Non-cash money is finance that requires documentary reinforcement in the form of:

  • Payment order. The document obliges the bank to transfer the specified amount from the payer's account to the recipient.
  • The letter of credit. Special account, which is the amount sufficient to pay for specific goods and services, which is transferred to the seller only after providing supporting documents on the fulfillment of the terms of the transaction.
  • Collection order. Used to collect debts. The recoverer is obliged to present to the bank the necessary documents to confirm his right of access to the debtor's funds.
  • Checkbook. This kind can be attributed to cashless transactions, since the finance is not necessarily transferred from the check holder's account to the bill of the bearer of the check, but can be issued in cash, but only within the amounts held by the checkbook owner's account.
  • Electronic money. These types of non-cash transfers are also carried out through the intermediation of financial organizations and should be carried out taking into account all requirements of the law.

Movement of cash and non-cash money

Controls and regulates the movement of non-cash funds of the CBR. As a rule, transactions conducted with accounts within the country take place within two business days.

Electronic money

To non-cash money are widelyused in recent years, electronic money. Their main advantage is mobility. They are also used to pay for goods and services. You can use them at any time, anywhere. The only condition for access to such finances is the availability of the Internet.

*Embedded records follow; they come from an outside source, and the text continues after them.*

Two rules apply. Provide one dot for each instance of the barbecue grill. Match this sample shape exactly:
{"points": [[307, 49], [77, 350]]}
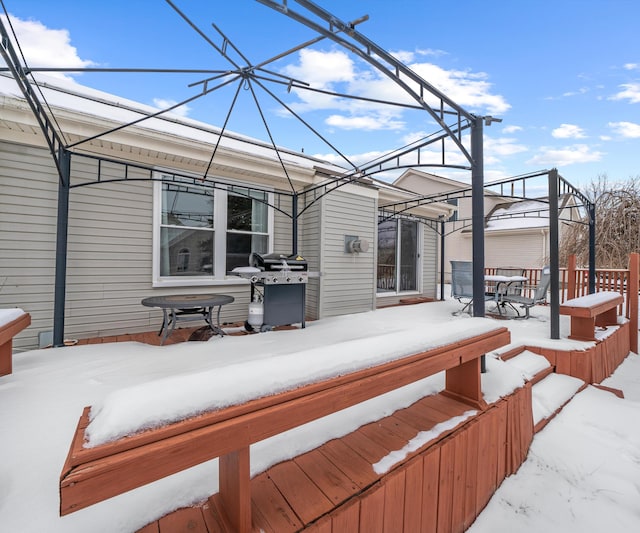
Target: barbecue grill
{"points": [[278, 281]]}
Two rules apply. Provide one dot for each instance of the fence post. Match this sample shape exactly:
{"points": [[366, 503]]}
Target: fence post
{"points": [[632, 295], [571, 275], [235, 488]]}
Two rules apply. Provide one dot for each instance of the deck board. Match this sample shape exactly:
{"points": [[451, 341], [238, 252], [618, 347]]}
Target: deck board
{"points": [[334, 488], [302, 494], [333, 483], [270, 510], [352, 464]]}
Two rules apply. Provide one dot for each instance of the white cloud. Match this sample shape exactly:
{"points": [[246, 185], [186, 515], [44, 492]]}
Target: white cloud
{"points": [[467, 89], [630, 91], [44, 47], [336, 71], [561, 157], [371, 122], [568, 131], [163, 103], [629, 130], [502, 146], [511, 129]]}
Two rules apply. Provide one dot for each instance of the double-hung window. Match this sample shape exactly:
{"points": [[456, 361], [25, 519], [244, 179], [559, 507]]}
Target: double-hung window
{"points": [[398, 256], [201, 233]]}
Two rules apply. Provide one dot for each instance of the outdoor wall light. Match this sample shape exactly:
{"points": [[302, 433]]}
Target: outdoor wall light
{"points": [[355, 245]]}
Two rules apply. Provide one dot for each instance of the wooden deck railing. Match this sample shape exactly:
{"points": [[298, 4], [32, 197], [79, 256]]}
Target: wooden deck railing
{"points": [[7, 332], [574, 283], [94, 474]]}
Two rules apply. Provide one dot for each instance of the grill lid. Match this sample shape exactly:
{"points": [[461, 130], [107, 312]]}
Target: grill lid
{"points": [[278, 262]]}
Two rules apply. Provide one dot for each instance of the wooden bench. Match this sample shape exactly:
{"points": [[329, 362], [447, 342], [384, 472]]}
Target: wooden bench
{"points": [[91, 475], [587, 312], [7, 332]]}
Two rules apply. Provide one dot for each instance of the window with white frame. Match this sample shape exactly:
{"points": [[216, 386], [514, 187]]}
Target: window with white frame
{"points": [[202, 233], [398, 256]]}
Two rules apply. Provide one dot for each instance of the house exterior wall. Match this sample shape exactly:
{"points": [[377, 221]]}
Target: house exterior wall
{"points": [[28, 206], [430, 263], [111, 226], [348, 280], [309, 246], [110, 251]]}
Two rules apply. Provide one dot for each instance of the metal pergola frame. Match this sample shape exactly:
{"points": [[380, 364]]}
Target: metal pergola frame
{"points": [[557, 186], [451, 119]]}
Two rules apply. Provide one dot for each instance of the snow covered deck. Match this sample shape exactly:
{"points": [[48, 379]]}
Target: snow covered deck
{"points": [[317, 383]]}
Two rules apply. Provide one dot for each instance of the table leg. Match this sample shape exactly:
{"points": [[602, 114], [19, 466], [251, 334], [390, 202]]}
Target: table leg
{"points": [[170, 325], [164, 321]]}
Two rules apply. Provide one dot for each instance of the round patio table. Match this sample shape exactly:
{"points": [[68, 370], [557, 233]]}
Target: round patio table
{"points": [[187, 307]]}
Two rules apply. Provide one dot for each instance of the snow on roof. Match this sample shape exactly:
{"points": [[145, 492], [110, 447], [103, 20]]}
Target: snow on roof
{"points": [[519, 215], [68, 95]]}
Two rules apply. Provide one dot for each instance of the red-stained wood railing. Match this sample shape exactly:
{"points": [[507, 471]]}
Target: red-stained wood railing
{"points": [[91, 475], [7, 332]]}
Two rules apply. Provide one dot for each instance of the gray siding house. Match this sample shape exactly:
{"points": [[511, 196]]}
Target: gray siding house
{"points": [[134, 233]]}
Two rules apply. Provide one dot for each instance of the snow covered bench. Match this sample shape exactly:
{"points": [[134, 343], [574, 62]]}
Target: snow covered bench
{"points": [[587, 312], [12, 322], [96, 473]]}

Turnover of electronic money occurs whenmediation of various payment systems. They can establish some additional rules for the circulation of funds, but these requirements must not contradict the conditions fixed by the Central Bank. In fact, electronic money, like other non-cash transactions, is transferred from one account to another.

Non-cash payments of citizens

Private individuals use bank cards, as opposed to cash, which can be, in turn, debit, credit or even mixed.

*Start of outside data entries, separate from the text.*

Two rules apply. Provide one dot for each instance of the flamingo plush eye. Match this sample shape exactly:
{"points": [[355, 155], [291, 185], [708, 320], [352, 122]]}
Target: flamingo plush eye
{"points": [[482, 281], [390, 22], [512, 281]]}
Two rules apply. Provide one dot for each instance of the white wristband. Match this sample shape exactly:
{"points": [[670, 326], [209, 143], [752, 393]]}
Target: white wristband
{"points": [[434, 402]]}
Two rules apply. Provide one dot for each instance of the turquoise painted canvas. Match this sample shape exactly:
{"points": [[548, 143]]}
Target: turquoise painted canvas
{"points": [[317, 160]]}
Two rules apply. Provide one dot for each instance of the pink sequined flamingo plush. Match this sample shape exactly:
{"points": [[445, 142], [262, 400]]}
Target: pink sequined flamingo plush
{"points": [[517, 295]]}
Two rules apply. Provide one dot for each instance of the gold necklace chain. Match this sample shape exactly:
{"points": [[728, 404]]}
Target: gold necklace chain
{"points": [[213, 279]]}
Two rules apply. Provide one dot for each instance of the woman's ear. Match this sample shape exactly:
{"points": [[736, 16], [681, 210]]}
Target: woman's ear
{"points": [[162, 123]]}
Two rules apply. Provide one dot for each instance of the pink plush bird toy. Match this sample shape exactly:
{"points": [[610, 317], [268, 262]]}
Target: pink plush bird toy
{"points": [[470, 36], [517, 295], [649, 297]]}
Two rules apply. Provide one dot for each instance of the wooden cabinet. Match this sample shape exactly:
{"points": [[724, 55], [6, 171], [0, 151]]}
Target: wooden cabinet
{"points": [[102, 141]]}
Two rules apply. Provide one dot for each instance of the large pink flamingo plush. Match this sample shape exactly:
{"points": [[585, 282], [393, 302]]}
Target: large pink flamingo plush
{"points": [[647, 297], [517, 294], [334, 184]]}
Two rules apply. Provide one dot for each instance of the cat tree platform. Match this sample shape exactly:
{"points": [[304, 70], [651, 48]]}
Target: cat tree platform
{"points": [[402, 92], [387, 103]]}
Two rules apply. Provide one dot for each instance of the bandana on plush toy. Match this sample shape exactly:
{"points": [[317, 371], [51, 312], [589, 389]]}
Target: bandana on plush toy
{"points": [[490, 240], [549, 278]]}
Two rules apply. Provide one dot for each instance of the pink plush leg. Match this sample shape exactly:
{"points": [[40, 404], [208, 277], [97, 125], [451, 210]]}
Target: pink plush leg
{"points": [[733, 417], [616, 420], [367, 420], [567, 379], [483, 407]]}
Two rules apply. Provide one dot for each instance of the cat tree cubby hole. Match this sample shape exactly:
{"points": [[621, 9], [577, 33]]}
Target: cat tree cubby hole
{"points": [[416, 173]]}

Functions of non-cash money

The credit card contains bankfunds provided to the client under certain conditions and requiring a return. To issue a credit card, the person's solvency is checked and a contract is concluded in which all conditions for using this loan product are prescribed.

Debit cards are often used forday-to-day operations: withdrawing cash, paying for goods, remittances. But this is done only within the personal finances of the client, without attracting bank funds. Such cards are used in salary projects.

Mixed cards perform the same functions as debit cards, but they have a limited overdraft, i.e. additional (credit) funds. The size of the overdraft is agreed by the bank separately.

The difference between non-cash settlements

Everyone knows how settlement transactions are performed when there is cash. Non-cash forms of money have their own characteristics.

The main difference is in the presence of the bank. In addition to the seller and the buyer, all operations are accompanied and controlled by the financial institution that opened the account.

Advantages and disadvantages

In the translation system, the following advantages can be distinguished:

  1. All operations with funds on the account are supported by bank records, so they can be tracked and proven if necessary.
  2. It is possible to conduct several financial transactions simultaneously, even requiring payment of additional fees and commissions.
  3. There is no possibility for counterfeiters to substitute banknotes.
  4. Reduces the cost of storage, accounting and transportation of money.
  5. Unlimited period of storage of finance in the bank account.
  6. There is no need to purchase and maintain a cash register.

Cash non-cash forms of money

But they are present in the non-cash system of settlements and minuses, including:

  1. Payment of commission fees for intermediary services of the bank.
  2. The danger of technical failures, which will block the funds and make their turnover impossible.
  3. The need for a constant cash flow for timely payment of banking services and other basic payments, which is inconvenient for small entrepreneurs.

Nevertheless, non-cash money is convenient, and with the right approach and choosing a bank, negative aspects can be minimized.